Why should angry but non-physically violent actions be cause for concern?
First, a healthy relationship is based on equality, respect, empathy, trust and compassion. Any behaviour that diminishes or frightens your partner undermines these qualities and can lead to fear, anxiety, confusion and self-doubt. Although not always the case, non-physical violence can escalate and lead to physical violence, which is not only destructive to the integrity of the relationship but also against the law.
What are the signs that you or your partner needs this support?
Any use of physical violence in a relationship (pushing, slapping or grabbing, for instance) is a definite warning sign. It’s best to address this behaviour as soon as it occurs for the first time, rather than waiting.

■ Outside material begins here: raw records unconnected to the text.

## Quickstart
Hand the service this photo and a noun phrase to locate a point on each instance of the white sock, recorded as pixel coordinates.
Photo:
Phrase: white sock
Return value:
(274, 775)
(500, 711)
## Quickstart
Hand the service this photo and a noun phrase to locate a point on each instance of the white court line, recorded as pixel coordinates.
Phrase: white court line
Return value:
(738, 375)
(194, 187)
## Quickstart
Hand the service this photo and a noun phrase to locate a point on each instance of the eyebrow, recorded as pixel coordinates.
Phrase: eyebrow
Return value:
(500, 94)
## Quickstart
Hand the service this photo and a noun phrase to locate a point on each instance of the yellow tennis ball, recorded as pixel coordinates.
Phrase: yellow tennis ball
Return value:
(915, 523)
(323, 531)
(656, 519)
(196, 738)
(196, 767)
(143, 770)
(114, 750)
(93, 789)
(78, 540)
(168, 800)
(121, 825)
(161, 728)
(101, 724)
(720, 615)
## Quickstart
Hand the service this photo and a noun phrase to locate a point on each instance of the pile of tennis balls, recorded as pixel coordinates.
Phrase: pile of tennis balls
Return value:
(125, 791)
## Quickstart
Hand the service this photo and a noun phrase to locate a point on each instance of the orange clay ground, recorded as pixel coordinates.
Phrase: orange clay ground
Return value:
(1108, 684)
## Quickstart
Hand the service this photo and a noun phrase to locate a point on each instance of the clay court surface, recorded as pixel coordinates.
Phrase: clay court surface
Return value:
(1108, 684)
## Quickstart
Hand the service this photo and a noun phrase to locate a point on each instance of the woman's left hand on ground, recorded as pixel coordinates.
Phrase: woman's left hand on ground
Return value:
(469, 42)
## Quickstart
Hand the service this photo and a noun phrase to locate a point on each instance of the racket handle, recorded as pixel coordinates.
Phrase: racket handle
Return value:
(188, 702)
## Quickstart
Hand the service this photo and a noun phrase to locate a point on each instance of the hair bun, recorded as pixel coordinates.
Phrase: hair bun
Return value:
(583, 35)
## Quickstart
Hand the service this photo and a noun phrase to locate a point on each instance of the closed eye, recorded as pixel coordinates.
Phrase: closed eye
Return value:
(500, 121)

I don’t know how many clients I’ve spoken with over the past 30 years I’ve been coordinator of New Directions who wished they had addressed this behaviour as soon as it started. These individuals are now dealing with police, courts and probation. Don’t wait.
In the case of yelling, name-calling or responding with insults, Mark says it’s important to acknowledge that every relationship has conflicts and arguments. “Not every poorly chosen word is abusive, in the way we mean at New Directions. In a healthy relationship, these occurrences can be dealt with through healthy communication and respect for the other partner. But if these behaviours become a pattern in the relationship, then outside support is probably necessary.”
What difference can it make for couples (and, potentially, their families)?
- In cases where the abuse has eroded to the point it’s unlikely the relationship can continue, New Directions may help the abusive partner let go of the relationship without resorting to threats or other controlling behaviour.
- Our partner outreach can also support the victim of the abuse to move forward. As devastating as the end of a relationship can be, it’s better for the children to live a life that does not include exposure to domestic abuse.
- [When relationships do end], New Directions can help clients understand the source of their behaviour and, hopefully, make better choices in their next relationship and parent their children in a more healthy, child-centred way.
- For couples who choose to stay together, New Directions can assist the partner who has used abusive behaviour to find healthy, non-abusive alternatives.
Call 613 233-8478, ext. 225 for details. There is a fee for New Directions. The initial intake/assessment interview is $5 for those who are not employed and $20 for those who are working. The fee for the 12-week program is calculated on a sliding scale, geared to income.